Surgery? Machines can be made which will do repetitive tasks far more reliably than any human.

Drugs? Likewise, with the added benefit that every possible drug interaction can be detected and disasters prevented automatically. Doctors don't do nearly as well with this; it's difficult to remember how all drugs interact with each other. Most doctors know some of it. They can't possibly know it all. Machines can, and computers are cheap and becoming cheaper.

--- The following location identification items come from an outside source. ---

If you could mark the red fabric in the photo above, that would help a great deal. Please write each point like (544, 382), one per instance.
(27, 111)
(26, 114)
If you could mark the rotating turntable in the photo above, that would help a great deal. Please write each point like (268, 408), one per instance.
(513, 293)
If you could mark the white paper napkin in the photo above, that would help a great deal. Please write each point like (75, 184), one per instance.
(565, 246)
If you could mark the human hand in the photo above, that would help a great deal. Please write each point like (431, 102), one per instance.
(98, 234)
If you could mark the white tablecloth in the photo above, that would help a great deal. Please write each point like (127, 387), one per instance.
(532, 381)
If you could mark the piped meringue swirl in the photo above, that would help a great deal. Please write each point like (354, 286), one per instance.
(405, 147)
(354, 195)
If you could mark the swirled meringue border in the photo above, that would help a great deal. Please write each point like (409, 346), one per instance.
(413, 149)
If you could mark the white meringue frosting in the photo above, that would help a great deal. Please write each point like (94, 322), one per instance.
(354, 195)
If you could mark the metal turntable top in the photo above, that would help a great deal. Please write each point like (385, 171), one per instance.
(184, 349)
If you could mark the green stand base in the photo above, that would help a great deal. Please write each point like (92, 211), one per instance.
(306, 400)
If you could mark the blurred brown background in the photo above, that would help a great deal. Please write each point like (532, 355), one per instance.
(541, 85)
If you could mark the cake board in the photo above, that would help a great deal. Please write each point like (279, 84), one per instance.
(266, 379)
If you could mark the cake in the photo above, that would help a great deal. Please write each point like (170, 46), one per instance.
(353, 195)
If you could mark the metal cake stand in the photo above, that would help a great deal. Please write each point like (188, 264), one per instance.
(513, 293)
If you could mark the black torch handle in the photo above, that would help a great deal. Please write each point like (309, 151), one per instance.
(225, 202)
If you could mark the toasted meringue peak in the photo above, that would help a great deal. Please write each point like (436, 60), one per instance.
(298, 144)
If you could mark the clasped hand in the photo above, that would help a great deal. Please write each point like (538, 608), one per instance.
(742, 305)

Dietary advice? Doctors are horrible at dietary advice, largely because so little is understood about cellular operation and the role of nutrition, and so dogma unsupported by science is the rule, not the exception. Advancing understanding of cells and nutrition, and the tests that will follow, will allow consumers to know exactly what they should eat to correct even a minor dietary deficiency. In fact, we'll be able to return to a very old idea: treating ailments with foods.

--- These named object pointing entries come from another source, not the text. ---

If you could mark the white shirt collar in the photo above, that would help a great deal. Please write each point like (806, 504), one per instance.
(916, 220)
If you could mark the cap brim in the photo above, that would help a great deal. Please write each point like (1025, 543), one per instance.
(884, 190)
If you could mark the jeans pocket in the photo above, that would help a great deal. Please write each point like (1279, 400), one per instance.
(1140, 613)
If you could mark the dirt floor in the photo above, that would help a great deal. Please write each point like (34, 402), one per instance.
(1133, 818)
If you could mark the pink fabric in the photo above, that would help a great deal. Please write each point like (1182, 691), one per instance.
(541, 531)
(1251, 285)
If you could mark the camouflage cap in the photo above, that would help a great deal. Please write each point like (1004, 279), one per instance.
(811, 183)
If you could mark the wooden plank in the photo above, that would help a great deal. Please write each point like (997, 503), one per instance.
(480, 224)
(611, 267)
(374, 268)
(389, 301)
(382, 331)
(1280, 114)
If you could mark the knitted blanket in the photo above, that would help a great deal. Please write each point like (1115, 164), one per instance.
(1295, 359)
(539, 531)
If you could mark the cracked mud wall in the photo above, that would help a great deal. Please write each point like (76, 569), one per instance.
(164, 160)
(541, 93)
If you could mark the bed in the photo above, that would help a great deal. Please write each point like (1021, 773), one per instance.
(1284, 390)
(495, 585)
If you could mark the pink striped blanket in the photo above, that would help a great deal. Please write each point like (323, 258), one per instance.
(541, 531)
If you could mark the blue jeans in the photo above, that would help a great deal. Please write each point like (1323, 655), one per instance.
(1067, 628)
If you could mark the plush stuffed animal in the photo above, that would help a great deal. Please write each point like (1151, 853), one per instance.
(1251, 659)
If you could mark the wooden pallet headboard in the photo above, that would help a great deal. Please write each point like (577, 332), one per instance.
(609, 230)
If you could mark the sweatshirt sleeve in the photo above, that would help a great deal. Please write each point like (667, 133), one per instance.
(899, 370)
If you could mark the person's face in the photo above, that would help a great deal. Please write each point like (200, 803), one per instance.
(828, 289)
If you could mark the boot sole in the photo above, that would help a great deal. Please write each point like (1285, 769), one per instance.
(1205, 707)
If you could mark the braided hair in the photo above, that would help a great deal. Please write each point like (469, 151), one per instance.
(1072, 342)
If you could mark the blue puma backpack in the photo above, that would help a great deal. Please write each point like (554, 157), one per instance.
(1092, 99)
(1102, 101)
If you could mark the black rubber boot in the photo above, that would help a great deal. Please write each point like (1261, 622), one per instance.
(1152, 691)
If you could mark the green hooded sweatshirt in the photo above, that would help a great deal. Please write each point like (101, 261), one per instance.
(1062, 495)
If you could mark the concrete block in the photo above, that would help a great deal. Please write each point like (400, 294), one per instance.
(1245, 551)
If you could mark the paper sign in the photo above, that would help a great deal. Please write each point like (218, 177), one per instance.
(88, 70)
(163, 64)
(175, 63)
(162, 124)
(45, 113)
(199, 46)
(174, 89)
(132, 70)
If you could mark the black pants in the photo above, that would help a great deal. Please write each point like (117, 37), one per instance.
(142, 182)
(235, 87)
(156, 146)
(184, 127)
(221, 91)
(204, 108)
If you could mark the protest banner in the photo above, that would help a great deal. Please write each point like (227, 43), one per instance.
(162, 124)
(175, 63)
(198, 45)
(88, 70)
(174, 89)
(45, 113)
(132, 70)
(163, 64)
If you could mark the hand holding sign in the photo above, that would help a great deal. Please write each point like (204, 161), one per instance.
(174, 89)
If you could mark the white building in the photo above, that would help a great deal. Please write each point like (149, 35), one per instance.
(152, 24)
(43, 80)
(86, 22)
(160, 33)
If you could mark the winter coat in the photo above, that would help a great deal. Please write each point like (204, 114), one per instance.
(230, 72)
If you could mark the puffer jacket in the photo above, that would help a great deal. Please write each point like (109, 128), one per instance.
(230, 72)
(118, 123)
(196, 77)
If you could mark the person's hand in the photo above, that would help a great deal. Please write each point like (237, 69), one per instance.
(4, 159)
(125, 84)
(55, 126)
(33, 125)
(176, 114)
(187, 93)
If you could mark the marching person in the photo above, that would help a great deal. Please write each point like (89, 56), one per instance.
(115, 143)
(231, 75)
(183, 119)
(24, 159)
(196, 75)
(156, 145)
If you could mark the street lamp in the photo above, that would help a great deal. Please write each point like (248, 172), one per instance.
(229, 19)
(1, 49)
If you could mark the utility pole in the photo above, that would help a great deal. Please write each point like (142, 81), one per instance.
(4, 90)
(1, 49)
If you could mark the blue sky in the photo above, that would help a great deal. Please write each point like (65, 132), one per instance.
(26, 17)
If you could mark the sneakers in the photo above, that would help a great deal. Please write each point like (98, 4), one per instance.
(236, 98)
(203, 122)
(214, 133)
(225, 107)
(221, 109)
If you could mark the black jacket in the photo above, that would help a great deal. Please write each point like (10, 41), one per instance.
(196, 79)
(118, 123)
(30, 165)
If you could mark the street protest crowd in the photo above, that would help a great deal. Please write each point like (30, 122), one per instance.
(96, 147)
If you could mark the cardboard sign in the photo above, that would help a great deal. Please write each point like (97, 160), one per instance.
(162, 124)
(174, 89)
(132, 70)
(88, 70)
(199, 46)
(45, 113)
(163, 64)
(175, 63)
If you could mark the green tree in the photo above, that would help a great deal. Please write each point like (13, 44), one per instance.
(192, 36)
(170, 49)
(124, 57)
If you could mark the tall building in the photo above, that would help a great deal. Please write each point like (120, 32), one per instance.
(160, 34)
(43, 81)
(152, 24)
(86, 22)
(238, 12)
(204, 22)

The simple truth is that the medical monopoly is under assault by technology. There is a long way to go; many, many decades will be required to fully dispense with it. But the process by which it will happen is already visible.

Think about that when an arrogant, bored doctor fails to bother to examine a sick child. He's an anachronism. The future will strip him of his monopoly and instead empower consumers, and that's a good thing.

 

RNIELSEN

8:34 PM ET

October 19, 2011

Patient Education

Some of the responsibility lies in the hands of medical and public health editors developing more easy-to-read patient education materials in all languages.

 

YARINSIZ

8:34 PM ET

October 28, 2011

The one who went to school,

The one who went to school, the one who studied, the one who has the responsibility to heal, the one who took an oath, is the doctor, not the patient. It might be well intentioned, seslichat but placing the weight of having the knowledge to receive correct treatment on the patient, or the parents of the patient, in order to have better chances of obtaining adequate medical care sounds not very realistic

 

PRELIOCIVEDE

4:39 AM ET

November 1, 2011

Excellent outline of what

Excellent outline of what World Health Organization might be? and how our thinking about health care needs to change to build a better outlet online system.